Mark Twain the Travel Writer

Mark Twain

Mark Twain, born Samuel Langhorne Clemens, is known universally for his popular fiction starring a devilish boy name Tom and an adventurous youth called Huck. If you haven’t read Twain beyond these two works, then you are missing out on some of the most spectacular non-fiction stories of the American West.

Roughing It

Four years before writing The Adventures of Tom Sawyer, Twain penned Roughing It, a rousing account of his travels from Mississippi to California, with a stint in Hawaii. The humorist is at his best as he documents his adventures in the way only Twain can—exaggeration bordering on lies, filled with self-deprecating reports of his own missteps and blunders. The reader is brought into a world full of peril, crooks, speculators and renegades, topped off by newspapermen hungry for a story. You’ll want to read this one where you can freely burst out laughing.

Life on the Mississippi

Life on the Mississippi, released a year before Adventures of Huckleberry Finn, chronicles Twain’s years as a steamboat pilot navigating the shifting, unpredictable Mississippi River.
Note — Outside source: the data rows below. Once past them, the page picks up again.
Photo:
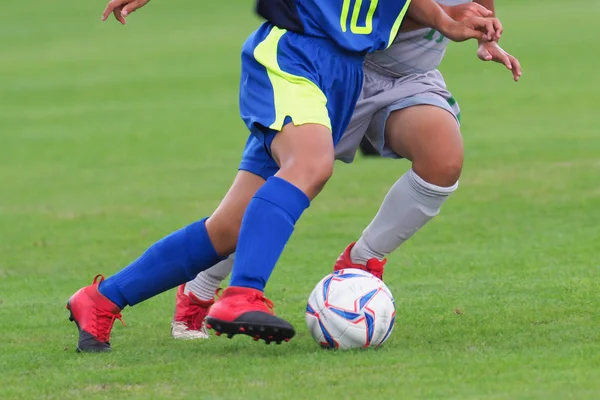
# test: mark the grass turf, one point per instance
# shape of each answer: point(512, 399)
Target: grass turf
point(110, 137)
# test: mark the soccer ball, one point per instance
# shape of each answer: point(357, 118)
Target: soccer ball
point(350, 308)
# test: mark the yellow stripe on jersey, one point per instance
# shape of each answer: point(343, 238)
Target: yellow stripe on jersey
point(397, 23)
point(294, 96)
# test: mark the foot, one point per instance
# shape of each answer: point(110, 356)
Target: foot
point(190, 311)
point(249, 312)
point(94, 316)
point(374, 266)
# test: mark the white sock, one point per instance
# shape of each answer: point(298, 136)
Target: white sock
point(207, 282)
point(410, 204)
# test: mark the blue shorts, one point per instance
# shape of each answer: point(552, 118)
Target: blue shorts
point(288, 77)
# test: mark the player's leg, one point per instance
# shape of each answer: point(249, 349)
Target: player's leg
point(194, 299)
point(305, 155)
point(295, 123)
point(429, 136)
point(171, 261)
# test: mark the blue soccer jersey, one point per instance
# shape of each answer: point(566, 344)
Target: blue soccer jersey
point(354, 25)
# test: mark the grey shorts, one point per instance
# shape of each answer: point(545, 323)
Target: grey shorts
point(382, 94)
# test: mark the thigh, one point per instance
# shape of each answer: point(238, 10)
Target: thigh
point(423, 132)
point(291, 79)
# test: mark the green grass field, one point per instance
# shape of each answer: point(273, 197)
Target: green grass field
point(111, 137)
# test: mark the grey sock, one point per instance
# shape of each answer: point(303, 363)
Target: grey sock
point(410, 204)
point(207, 282)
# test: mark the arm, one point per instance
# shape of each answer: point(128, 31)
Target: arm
point(122, 8)
point(429, 13)
point(491, 51)
point(489, 4)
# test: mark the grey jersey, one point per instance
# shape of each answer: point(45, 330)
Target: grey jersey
point(412, 52)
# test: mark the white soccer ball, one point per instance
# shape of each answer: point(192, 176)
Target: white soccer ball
point(350, 309)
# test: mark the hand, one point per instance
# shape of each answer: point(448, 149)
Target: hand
point(464, 11)
point(122, 8)
point(483, 29)
point(491, 51)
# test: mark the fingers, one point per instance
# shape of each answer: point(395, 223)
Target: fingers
point(479, 10)
point(132, 6)
point(516, 67)
point(119, 15)
point(483, 54)
point(111, 7)
point(498, 28)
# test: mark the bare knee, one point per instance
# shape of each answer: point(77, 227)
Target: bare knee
point(309, 174)
point(305, 155)
point(441, 170)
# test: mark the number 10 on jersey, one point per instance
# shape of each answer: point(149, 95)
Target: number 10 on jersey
point(354, 27)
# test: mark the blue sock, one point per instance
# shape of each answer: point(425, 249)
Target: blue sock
point(171, 261)
point(266, 228)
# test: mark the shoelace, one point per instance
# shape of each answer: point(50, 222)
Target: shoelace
point(106, 320)
point(375, 267)
point(261, 298)
point(193, 310)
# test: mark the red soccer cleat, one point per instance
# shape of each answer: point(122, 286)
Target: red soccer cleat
point(94, 316)
point(190, 311)
point(248, 311)
point(374, 266)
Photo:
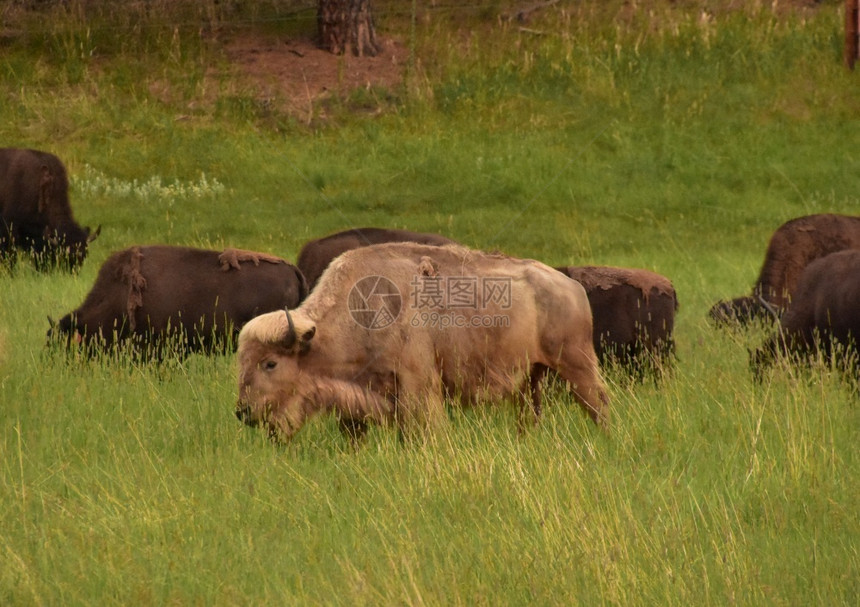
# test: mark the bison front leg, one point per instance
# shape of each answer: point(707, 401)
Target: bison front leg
point(582, 373)
point(531, 398)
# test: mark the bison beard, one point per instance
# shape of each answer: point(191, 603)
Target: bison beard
point(317, 358)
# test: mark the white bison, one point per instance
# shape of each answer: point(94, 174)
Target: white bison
point(391, 330)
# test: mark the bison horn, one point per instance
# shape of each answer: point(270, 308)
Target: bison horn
point(290, 337)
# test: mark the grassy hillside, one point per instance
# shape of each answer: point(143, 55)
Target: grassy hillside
point(653, 135)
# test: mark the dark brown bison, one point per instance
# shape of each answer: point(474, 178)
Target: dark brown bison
point(178, 298)
point(393, 329)
point(317, 254)
point(791, 248)
point(823, 316)
point(35, 215)
point(634, 315)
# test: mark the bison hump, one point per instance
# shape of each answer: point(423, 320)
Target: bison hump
point(233, 259)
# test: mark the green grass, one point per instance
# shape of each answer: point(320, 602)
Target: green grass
point(655, 141)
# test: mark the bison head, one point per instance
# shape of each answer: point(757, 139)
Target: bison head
point(272, 387)
point(66, 248)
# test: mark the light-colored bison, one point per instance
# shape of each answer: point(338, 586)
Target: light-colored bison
point(35, 215)
point(791, 248)
point(191, 300)
point(824, 311)
point(392, 330)
point(315, 256)
point(634, 315)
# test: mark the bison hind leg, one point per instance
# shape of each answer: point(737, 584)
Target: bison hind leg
point(354, 429)
point(532, 398)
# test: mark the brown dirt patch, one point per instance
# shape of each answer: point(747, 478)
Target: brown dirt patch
point(293, 76)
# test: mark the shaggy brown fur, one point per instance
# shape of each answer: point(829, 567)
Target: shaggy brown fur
point(155, 294)
point(316, 255)
point(791, 248)
point(322, 357)
point(634, 315)
point(825, 310)
point(35, 214)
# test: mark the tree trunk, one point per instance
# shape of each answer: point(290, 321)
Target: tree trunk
point(347, 25)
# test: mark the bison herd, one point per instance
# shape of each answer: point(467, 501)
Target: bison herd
point(384, 325)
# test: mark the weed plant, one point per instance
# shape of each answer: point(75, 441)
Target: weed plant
point(668, 136)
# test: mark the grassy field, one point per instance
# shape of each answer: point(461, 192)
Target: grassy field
point(658, 136)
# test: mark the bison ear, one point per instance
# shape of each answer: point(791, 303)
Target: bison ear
point(305, 340)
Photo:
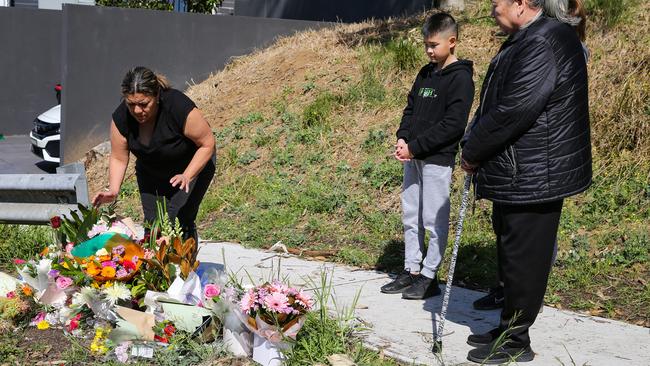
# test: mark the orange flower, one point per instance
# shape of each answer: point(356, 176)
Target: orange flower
point(27, 290)
point(108, 272)
point(92, 269)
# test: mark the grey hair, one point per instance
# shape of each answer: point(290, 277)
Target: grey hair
point(142, 80)
point(559, 9)
point(537, 4)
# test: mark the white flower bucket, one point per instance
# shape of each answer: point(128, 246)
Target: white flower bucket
point(266, 353)
point(237, 338)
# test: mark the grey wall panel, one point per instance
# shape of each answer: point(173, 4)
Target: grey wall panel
point(101, 44)
point(30, 66)
point(330, 10)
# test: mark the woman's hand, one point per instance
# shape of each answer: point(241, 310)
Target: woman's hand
point(469, 168)
point(104, 197)
point(181, 181)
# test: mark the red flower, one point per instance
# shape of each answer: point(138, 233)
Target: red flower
point(128, 265)
point(55, 222)
point(74, 324)
point(160, 339)
point(169, 330)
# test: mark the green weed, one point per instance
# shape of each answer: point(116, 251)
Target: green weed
point(405, 54)
point(376, 138)
point(248, 157)
point(318, 111)
point(23, 242)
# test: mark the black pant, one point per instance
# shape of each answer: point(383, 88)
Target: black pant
point(526, 236)
point(180, 204)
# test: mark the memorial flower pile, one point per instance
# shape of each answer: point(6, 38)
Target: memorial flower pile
point(275, 310)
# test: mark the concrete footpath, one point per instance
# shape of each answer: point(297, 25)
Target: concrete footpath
point(403, 329)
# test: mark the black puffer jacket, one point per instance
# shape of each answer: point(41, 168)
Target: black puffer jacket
point(531, 132)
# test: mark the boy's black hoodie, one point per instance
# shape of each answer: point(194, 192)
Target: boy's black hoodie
point(435, 117)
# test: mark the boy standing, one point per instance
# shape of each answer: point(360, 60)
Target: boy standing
point(433, 123)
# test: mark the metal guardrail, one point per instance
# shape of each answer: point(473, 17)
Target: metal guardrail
point(35, 198)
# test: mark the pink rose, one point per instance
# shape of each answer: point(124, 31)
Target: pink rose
point(211, 290)
point(277, 302)
point(63, 282)
point(108, 264)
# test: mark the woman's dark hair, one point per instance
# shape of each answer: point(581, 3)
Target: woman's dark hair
point(571, 12)
point(142, 80)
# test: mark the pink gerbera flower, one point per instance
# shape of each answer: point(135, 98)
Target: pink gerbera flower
point(277, 302)
point(247, 303)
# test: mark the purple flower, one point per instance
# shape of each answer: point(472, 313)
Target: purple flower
point(53, 273)
point(121, 273)
point(118, 250)
point(108, 264)
point(63, 282)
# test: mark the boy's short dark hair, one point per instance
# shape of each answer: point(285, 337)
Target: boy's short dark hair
point(440, 23)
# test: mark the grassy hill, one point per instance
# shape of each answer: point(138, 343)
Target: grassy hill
point(305, 131)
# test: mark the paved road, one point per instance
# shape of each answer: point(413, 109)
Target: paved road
point(404, 329)
point(17, 158)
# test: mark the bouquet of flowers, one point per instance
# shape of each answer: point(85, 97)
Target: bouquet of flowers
point(118, 260)
point(274, 310)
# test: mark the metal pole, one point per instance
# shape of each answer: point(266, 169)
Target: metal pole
point(437, 344)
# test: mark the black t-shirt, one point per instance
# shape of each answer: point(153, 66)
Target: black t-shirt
point(169, 151)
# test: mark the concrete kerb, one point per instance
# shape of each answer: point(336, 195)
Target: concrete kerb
point(403, 329)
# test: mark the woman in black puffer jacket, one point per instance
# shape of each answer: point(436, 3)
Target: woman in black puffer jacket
point(529, 147)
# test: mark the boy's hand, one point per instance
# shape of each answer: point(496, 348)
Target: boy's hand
point(402, 152)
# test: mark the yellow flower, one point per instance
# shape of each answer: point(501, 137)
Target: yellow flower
point(42, 325)
point(92, 269)
point(108, 272)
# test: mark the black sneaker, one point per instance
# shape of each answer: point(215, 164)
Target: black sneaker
point(422, 288)
point(479, 340)
point(490, 354)
point(403, 280)
point(493, 300)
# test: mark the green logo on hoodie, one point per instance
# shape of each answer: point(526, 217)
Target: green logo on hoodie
point(427, 93)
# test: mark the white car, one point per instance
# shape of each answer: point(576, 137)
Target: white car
point(46, 134)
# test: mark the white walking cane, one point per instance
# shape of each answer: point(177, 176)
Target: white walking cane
point(437, 345)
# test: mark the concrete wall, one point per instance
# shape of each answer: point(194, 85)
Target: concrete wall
point(101, 44)
point(347, 11)
point(30, 66)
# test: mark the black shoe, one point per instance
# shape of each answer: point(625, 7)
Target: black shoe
point(422, 288)
point(479, 340)
point(490, 354)
point(493, 300)
point(403, 280)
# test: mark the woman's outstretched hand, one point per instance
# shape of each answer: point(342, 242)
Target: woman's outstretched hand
point(104, 197)
point(181, 181)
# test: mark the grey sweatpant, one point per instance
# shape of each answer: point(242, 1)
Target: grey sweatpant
point(425, 208)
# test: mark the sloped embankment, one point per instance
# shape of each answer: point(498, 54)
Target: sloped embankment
point(305, 131)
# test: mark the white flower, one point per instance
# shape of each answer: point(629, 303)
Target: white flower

Though not as bust-a-gut funny as Roughing It, Life on the Mississippi serves up plenty of trademark Twain humor. The text flows gracefully from his dreamy boyhood days yearning for command, through the oftentimes unpleasant apprenticeship under the thumb of callous chiefs and crew members until he finally achieves his goal. Featuring an abundance of historical detail and charming anecdotes, Life on the Mississippi is an authentic view into a bygone world.

About Twain
Mark Twain was born on November 30, 1835 in Florida, Missouri, and at the age of four moved to the port town of Hannibal, Missouri, along the Mississippi. He worked as a printer’s apprentice, journalist, riverboat pilot and spent much of the 1890s on a worldwide lecture tour. Twain married Livy Langdon in 1870 and they had four children. He died on April 21, 1910 in Redding, Connecticut.